スズキがデカ目な新型「軽自動車」発表! 盛りメイク炸裂「ラパンLC」お披露目! 実はラパンと一緒のライトだった?

2022年6月17日、スズキの軽「ラパン」に別デザインの新型「ラパン LC」が設定されました。実はシビアなコスト管理のもとで最大の効果が得られるよう、巧妙に刷新がおこなわれていたのです。

最小の手間で最大の成果を! スズキらしいコスト低減策の真骨頂

 スズキは2022年6月17日、軽自動車「アルト ラパン(ラパン)」を一部改良し、新ラインナップとして「ラパン LC」を追加設定しました。
 
 ラパン LCは内外装デザインを一新。なかでもフロントまわりは全く異なるモデルのような激変ぶりが特徴ですが、実は巧みなデザイン技により、しっかりコストも抑えられているようです。

(上)盛りメイク炸裂!? スズキ 新型「ラパン LC」/(下)ベースとなった「ラパン」
(上)盛りメイク炸裂!? スズキ 新型「ラパン LC」/(下)ベースとなった「ラパン」

 スズキは、製造原価に対し非常に厳しい会社だといわれています。

 高価格帯のプレミアムモデルを持たず、販売の主力は100万円台の軽自動車を中心としたスズキは、1台1台の粗利に対し他社以上のシビアな原価管理がおこなわれているというのです。

 こうした評判は、スズキ車を研究した他メーカーの開発者などからもたびたび語られています。

 そんなスズキがデザインの異なるラパン、ラパン LCを新たに誕生させました。

 1967年に誕生した軽自動車「フロンテ360」(LC10型)の丸みを帯びたデザインをモチーフに、ヘッドランプまわりを大きくし、グリル形状も一新させたレトロデザインに再現させています。

 ベースのラパンに対し、フロントまわりはごっそりと「交換」されており、定評とは裏腹にかなりコストもかかっている印象です。

 クルマのフロントを顔と見立てるなら、ライトは「目」と例えられます。

 新型ラパン LCは、ラパンに対し目がひとまわり大きくなったことで、見た目の印象を大きく変えることに成功している印象を与えます。

 しかしラパンとラパン LCの2モデルをよくよく見比べてみると、気付くことがあります。

 実はLEDヘッドランプのユニット自体は、まったく同じものが流用されている、という点です。

 上に「ヘッドランプまわりを大きくし」と書きましたが、実はライトまわりに分厚いメッキリングを配したことで、巧妙な「盛りメイク」を施したという訳です。

 もちろんフロントバンパーからグリルまでの一体パネルは形状変更されており、その分の金型製造コストはかけられています。

 ただ他社モデルなら、ヘッドランプ形状のみならず、左右フェンダー(フロントタイヤまわり)やボンネット形状などにも手を付けていたかもしれません。

 開発コストがかかるヘッドライトユニットには手を付けないまま、ラパン LCのほうが「デカ目」に見えるよう工夫した点が、スズキらしいところといえます。

※ ※ ※

 ラパン LCは内装も変更が加えられました。

 シート表皮はブラウンのレザー調&ファブリックになり、シックで上質なイメージです。

 これにあわせ、ダークブラウン×アイボリー色の本革巻ステアリングホイール、ダークグレーパールとミディアムブラウン木目調パネル装飾によるインパネなどがコーディネイトされています。

 なお今回の一部改良に合わせ、ラパン、ラパン LCともに、USB電源ソケット(Type-A/Type-C)を標準装備化。
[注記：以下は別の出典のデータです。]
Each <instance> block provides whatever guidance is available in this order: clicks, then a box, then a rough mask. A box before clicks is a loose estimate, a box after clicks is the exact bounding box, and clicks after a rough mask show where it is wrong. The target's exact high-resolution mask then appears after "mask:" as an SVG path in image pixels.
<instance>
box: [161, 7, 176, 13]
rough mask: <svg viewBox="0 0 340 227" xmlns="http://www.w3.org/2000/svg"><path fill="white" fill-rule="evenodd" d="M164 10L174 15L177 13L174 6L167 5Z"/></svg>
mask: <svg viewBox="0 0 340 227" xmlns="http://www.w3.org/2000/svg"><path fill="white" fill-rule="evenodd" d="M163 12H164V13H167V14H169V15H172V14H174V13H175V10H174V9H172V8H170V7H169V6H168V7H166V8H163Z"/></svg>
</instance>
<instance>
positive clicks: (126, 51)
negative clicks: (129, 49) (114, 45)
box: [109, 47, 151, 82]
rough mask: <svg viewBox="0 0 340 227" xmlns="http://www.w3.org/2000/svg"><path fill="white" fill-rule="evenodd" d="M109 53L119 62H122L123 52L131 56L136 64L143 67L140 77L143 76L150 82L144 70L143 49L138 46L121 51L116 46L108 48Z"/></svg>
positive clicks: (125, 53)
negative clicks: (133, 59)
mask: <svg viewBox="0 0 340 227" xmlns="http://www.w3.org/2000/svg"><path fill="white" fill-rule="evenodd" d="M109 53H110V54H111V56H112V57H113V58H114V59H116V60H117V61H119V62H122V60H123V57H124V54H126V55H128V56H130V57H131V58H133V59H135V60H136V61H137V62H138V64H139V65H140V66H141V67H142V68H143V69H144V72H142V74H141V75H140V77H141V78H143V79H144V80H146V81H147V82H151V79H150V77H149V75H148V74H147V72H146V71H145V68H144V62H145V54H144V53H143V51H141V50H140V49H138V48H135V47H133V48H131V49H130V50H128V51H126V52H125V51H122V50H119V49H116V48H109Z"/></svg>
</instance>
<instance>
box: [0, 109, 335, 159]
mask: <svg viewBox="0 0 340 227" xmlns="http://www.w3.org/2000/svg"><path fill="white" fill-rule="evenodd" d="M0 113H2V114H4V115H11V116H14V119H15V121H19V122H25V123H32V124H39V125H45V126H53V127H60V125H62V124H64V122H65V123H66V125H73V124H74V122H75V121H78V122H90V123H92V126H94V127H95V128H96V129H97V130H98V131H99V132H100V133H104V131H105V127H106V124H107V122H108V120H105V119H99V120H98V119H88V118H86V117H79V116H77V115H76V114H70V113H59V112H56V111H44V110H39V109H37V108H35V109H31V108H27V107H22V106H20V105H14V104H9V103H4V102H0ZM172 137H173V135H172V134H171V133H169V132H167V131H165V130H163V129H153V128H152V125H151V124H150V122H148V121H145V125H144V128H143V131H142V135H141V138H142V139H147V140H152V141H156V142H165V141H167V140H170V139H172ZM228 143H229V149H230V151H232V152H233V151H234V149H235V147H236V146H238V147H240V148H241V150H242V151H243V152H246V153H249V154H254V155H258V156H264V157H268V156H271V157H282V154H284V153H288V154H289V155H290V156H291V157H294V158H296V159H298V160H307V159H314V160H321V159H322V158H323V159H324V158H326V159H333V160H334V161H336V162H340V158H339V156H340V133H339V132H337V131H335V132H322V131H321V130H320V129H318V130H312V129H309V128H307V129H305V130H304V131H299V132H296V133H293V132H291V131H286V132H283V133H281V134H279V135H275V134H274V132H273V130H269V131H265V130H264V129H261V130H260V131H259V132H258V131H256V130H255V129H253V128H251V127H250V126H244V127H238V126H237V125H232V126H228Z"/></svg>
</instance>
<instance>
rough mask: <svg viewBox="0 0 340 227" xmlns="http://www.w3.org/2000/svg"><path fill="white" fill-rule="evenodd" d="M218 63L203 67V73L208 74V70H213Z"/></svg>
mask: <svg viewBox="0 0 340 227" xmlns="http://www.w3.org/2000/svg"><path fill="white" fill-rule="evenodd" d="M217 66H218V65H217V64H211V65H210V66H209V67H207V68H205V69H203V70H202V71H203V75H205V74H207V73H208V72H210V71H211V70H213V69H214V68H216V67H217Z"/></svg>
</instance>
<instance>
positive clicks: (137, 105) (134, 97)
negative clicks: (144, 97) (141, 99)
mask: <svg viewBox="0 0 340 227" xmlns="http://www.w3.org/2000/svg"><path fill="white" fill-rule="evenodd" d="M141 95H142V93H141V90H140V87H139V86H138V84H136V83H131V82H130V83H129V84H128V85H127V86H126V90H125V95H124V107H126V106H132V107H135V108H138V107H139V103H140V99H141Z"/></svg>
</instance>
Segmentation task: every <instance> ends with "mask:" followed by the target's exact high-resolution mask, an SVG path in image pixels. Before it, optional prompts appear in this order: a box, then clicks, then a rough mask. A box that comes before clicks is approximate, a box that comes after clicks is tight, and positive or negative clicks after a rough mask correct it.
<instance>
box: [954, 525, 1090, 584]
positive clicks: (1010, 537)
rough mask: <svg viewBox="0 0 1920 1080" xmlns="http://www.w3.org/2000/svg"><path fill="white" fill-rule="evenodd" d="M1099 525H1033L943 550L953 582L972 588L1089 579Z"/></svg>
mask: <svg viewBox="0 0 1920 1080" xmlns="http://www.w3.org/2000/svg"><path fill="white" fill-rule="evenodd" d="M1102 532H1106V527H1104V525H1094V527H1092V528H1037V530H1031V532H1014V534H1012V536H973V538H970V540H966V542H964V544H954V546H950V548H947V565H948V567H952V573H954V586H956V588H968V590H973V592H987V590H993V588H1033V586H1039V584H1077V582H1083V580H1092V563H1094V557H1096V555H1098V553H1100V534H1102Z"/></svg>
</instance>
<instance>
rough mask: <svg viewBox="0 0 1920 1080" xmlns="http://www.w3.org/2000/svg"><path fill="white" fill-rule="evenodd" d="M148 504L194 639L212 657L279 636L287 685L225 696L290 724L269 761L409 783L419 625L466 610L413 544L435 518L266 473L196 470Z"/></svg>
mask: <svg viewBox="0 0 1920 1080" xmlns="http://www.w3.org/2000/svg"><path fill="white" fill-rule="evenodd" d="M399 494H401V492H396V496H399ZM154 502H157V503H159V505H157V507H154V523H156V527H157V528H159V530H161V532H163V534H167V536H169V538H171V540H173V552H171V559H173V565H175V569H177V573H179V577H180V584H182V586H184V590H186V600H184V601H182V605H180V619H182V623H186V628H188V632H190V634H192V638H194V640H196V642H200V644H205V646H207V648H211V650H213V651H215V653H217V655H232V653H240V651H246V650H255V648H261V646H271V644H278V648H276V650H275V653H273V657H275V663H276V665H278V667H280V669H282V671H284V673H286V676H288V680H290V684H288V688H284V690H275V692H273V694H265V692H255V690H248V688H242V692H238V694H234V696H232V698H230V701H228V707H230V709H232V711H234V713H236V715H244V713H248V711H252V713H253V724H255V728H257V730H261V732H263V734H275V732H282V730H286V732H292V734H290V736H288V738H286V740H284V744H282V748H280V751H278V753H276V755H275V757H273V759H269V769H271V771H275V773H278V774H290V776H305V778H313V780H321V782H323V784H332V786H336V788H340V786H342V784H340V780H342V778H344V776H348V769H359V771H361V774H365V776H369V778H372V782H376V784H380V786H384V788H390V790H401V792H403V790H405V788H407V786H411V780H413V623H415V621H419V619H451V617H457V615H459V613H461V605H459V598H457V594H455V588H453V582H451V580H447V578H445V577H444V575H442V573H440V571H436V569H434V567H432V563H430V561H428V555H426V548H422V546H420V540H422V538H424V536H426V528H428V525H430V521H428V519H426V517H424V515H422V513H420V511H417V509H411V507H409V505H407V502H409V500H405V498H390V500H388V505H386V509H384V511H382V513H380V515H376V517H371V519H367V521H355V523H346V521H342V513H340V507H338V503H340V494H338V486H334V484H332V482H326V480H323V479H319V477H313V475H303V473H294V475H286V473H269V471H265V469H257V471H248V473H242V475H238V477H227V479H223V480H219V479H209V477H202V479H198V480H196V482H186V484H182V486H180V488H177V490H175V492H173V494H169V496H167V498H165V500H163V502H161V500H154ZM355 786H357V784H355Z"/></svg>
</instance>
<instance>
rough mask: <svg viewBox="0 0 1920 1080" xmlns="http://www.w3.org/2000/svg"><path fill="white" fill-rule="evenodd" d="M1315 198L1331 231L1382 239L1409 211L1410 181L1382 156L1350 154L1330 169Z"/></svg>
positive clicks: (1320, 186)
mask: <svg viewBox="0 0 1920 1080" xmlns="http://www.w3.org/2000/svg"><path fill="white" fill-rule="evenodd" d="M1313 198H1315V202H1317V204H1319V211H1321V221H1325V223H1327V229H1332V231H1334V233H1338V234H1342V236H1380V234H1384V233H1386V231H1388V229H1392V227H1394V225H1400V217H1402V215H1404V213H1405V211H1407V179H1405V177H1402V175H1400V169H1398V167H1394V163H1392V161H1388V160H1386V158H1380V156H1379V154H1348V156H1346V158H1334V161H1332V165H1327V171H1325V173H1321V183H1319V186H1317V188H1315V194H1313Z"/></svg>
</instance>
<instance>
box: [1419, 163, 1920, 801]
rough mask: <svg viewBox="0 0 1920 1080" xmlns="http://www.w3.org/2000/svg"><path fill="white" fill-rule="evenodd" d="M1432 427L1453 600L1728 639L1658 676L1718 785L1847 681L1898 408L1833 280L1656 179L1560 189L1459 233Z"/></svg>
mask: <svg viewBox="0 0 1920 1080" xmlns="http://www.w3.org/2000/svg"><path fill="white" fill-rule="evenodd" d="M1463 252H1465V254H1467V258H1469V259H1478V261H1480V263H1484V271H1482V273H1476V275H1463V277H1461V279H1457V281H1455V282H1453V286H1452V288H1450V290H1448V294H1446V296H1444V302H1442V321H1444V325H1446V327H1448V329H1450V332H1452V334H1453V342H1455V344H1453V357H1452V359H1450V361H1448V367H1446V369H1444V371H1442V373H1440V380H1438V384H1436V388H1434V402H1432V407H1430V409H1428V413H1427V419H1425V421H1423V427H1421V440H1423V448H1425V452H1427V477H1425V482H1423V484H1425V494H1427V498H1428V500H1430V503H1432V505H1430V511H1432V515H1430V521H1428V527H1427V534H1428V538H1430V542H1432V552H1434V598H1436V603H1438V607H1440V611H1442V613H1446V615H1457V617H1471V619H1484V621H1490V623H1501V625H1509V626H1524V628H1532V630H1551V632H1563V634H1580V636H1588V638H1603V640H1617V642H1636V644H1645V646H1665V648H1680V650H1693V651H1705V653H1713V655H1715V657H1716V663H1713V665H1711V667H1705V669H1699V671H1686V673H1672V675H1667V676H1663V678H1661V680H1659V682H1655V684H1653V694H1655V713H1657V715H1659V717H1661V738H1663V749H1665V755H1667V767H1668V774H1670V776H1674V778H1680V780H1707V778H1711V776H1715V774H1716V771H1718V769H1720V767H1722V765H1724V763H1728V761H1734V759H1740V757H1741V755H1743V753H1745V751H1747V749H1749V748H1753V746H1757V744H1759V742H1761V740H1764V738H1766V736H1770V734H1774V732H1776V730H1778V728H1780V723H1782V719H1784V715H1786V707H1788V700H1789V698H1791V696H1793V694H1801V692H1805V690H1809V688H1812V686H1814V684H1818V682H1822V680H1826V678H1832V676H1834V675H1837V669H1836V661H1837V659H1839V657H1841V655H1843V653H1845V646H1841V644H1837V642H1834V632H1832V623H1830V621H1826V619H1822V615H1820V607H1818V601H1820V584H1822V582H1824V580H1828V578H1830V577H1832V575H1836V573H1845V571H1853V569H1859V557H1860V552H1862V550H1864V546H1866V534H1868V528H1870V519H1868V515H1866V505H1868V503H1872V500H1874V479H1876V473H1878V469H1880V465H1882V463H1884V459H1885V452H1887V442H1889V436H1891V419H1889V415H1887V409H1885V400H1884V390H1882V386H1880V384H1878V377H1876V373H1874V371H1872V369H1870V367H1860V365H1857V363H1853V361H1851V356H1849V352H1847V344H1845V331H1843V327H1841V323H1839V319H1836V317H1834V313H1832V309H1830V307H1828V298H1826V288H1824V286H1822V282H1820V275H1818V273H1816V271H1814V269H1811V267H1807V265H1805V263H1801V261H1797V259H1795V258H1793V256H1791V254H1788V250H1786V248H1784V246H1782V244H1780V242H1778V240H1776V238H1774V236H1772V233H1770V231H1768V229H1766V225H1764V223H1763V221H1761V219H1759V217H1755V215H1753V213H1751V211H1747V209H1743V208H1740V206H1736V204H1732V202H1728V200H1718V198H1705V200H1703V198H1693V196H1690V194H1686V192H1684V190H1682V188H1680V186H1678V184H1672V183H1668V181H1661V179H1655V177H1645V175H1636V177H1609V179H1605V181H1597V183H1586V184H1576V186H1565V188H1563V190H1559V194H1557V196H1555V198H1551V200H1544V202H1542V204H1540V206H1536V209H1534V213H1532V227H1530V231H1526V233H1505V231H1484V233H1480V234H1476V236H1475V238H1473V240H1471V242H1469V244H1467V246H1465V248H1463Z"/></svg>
7インチのディスプレイオーディオやナノイーX搭載オートエアコン、360度プレミアムUV&IRカットガラスの採用などもおこなわれました。

 さらに予防安全技術「スズキ セーフティ サポート」の衝突被害軽減ブレーキ「デュアルカメラブレーキサポート」に、新たに夜間の歩行者検知機能を加えています。

 ラパン LCの消費税込み価格は、「ラパン LC L」(2WD)140万9100円から「ラパン LC X」(4WD)164万6700円までです。